Under UK GDPR, you have the right to:

  • Access the personal data we hold about you.
  • Correct any inaccurate or incomplete data.
  • Erase your data ("right to be forgotten") where we no longer have a lawful reason to keep it.
  • Restrict how we use your data while you challenge its accuracy or lawfulness.
  • Object to processing based on legitimate interests, and to direct marketing — we'll stop straight away.
  • Withdraw consent at any time (for processing based on consent).
  • Portability — receive your data in a structured machine-readable format.
  • Complain to the Information Commissioner's Office (ICO) at ico.org.uk. We'd appreciate the chance to put things right first, but it's your right to complain to them directly.

To exercise any of these rights, email [email protected]. We respond within one calendar month.

Security

We take security seriously — it's what we do for clients. We use encrypted transport (HTTPS) for the website, multi-factor authentication on our internal accounts, role-based access to client data, and least-privilege access to production systems.
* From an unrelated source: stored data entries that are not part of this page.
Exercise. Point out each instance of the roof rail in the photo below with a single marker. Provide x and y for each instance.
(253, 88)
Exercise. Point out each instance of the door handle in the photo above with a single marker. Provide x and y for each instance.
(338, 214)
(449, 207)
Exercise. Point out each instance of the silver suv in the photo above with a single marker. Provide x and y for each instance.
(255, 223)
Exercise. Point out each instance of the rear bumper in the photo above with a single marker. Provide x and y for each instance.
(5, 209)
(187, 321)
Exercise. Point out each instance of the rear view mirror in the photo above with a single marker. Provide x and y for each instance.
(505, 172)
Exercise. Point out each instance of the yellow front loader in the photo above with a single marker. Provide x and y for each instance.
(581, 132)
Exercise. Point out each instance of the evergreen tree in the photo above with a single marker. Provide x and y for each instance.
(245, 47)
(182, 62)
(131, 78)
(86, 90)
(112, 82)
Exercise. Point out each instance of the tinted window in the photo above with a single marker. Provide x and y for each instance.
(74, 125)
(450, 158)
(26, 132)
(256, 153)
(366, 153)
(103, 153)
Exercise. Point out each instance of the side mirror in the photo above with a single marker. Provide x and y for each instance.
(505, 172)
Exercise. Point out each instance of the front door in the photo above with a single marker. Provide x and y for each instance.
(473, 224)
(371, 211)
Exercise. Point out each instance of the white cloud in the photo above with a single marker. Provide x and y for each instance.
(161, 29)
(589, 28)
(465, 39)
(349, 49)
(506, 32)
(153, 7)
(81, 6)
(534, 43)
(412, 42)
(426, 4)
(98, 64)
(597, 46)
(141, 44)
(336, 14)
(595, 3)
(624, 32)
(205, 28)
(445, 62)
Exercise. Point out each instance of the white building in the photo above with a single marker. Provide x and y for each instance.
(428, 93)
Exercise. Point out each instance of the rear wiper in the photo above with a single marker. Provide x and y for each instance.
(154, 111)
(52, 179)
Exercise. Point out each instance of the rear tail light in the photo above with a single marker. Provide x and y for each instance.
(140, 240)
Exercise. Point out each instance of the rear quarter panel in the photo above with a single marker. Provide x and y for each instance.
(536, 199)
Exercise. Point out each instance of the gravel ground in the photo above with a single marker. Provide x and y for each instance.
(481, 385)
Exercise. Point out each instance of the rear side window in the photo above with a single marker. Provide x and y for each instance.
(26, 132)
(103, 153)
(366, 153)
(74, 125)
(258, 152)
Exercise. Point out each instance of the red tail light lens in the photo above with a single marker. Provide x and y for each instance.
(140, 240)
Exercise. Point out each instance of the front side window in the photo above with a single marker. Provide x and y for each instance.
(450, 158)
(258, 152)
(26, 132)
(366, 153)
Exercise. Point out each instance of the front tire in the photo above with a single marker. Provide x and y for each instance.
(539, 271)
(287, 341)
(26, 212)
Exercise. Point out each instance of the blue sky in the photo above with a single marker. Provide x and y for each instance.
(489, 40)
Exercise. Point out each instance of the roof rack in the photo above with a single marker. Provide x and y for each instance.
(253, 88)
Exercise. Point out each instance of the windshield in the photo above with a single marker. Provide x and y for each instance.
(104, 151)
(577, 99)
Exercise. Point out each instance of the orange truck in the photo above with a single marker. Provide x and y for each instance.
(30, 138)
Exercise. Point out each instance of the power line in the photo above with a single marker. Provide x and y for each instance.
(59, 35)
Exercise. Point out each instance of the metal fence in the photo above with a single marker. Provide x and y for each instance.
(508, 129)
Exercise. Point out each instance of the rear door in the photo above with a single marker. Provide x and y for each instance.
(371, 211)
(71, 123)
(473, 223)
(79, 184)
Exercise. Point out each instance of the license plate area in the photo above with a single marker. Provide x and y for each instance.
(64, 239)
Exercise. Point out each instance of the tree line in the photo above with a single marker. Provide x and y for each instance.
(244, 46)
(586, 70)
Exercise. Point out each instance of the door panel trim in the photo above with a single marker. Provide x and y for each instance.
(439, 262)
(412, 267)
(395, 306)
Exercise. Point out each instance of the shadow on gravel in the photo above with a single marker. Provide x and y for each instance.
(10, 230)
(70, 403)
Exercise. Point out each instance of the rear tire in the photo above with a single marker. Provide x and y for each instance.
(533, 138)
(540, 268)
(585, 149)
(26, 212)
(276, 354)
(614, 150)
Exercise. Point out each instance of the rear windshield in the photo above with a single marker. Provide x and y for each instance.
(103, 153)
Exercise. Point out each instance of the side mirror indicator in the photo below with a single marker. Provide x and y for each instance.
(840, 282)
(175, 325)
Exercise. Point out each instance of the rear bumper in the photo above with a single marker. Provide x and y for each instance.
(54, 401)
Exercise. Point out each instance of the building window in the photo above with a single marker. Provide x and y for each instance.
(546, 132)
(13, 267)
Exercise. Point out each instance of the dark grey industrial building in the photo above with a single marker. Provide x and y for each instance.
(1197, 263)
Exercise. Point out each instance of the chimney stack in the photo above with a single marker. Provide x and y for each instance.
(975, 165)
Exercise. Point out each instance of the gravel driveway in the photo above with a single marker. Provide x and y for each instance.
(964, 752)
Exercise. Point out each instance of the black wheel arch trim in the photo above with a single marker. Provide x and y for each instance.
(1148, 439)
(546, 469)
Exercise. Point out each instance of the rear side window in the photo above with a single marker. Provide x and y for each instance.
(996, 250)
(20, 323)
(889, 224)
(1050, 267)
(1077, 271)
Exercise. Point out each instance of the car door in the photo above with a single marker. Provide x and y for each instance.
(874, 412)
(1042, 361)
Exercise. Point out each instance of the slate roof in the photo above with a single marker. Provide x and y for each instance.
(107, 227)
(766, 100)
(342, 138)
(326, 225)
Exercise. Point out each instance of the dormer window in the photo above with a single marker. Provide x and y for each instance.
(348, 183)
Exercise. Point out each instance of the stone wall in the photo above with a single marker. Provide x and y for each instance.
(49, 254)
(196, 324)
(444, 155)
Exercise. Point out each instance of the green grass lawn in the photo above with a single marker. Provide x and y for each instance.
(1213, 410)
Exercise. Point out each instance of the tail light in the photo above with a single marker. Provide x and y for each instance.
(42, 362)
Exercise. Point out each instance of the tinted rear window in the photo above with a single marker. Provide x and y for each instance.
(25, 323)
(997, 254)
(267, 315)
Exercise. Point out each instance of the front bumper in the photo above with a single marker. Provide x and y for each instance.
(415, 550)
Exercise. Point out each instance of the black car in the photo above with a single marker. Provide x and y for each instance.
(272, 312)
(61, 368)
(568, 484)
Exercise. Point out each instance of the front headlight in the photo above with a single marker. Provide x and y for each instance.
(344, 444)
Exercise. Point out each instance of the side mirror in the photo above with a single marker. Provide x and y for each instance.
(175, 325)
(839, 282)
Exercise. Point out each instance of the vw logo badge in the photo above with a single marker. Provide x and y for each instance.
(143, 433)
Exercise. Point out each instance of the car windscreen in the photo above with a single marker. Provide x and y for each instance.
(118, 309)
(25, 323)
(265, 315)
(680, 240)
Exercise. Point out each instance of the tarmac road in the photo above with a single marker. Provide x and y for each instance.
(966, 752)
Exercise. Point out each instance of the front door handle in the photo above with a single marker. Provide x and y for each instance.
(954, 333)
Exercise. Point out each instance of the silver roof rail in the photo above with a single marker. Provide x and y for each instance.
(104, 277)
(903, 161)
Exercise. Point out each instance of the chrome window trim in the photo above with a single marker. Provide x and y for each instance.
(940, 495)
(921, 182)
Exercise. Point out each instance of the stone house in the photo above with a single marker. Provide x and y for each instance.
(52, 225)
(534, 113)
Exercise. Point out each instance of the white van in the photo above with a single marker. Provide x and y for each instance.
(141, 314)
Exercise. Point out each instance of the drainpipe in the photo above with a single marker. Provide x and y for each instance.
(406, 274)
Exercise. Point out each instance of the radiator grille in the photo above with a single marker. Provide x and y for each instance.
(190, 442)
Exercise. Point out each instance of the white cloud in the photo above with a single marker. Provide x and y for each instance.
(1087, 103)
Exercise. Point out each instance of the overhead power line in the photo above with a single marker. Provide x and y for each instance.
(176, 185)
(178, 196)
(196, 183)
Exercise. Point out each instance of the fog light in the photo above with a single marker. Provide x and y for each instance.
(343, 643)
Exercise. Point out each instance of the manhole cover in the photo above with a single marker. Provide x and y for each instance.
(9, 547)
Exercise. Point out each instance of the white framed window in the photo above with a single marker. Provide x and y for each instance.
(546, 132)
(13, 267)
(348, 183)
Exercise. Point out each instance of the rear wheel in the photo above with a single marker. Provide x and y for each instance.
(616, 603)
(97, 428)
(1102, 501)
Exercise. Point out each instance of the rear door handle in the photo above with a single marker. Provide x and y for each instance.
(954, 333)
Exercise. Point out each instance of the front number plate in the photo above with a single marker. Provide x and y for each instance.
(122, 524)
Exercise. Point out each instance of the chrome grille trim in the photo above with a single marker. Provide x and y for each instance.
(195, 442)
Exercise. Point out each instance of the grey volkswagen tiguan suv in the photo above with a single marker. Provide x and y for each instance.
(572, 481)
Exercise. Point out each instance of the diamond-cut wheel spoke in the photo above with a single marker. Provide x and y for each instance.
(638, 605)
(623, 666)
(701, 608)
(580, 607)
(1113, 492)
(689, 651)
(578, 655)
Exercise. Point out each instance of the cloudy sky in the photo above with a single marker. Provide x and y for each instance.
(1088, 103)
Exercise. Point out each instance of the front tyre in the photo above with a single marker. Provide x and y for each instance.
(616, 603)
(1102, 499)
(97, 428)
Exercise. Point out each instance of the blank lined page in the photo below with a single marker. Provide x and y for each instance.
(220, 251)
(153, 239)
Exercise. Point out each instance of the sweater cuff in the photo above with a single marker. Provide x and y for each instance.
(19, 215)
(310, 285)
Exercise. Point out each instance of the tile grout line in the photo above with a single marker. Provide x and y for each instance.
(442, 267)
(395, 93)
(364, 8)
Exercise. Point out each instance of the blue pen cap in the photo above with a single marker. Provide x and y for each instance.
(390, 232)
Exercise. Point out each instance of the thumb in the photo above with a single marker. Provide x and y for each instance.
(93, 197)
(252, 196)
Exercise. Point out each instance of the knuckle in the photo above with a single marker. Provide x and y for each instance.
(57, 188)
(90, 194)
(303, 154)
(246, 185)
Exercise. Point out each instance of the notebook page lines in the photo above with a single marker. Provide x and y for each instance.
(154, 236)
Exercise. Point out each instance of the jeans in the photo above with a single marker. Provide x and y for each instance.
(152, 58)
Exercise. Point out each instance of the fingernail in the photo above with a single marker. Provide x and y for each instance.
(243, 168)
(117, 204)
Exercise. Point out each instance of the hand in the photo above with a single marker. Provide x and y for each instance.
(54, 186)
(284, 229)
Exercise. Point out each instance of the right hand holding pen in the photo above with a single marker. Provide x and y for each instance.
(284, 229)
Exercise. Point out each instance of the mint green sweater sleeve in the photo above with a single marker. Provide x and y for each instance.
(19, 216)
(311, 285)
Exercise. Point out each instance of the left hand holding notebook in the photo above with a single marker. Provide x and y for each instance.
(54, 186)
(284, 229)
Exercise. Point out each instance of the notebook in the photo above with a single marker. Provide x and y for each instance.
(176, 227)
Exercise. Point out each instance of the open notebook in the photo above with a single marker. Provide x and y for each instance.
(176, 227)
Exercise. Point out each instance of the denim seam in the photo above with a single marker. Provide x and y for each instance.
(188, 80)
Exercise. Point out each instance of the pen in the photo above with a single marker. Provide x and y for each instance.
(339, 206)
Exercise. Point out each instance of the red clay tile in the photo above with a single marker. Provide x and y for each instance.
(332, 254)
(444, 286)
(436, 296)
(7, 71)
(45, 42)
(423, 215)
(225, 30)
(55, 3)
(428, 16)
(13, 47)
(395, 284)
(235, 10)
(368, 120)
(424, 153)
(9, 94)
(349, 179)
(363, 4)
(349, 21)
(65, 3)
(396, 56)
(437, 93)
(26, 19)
We log unusual activity and review access regularly. No system is bulletproof, but we apply current best practice and improve on it continuously.

International transfers

Some of the suppliers we use (notably Google Analytics and Cloudflare) may transfer data outside the UK. Where this happens, we rely on the UK government's adequacy decisions, the UK International Data Transfer Agreement, or the EU Standard Contractual Clauses with the UK Addendum, depending on the supplier and the country.

How to contact us

For privacy-related questions, exercising your rights, or any other matter under this policy, email [email protected]. We aim to reply within five working days for general enquiries and within one calendar month for formal rights requests.

Changes to this policy

We update this policy from time to time. The "last updated" date at the top reflects the most recent revision. Material changes will be notified on the site for at least 30 days before they take effect.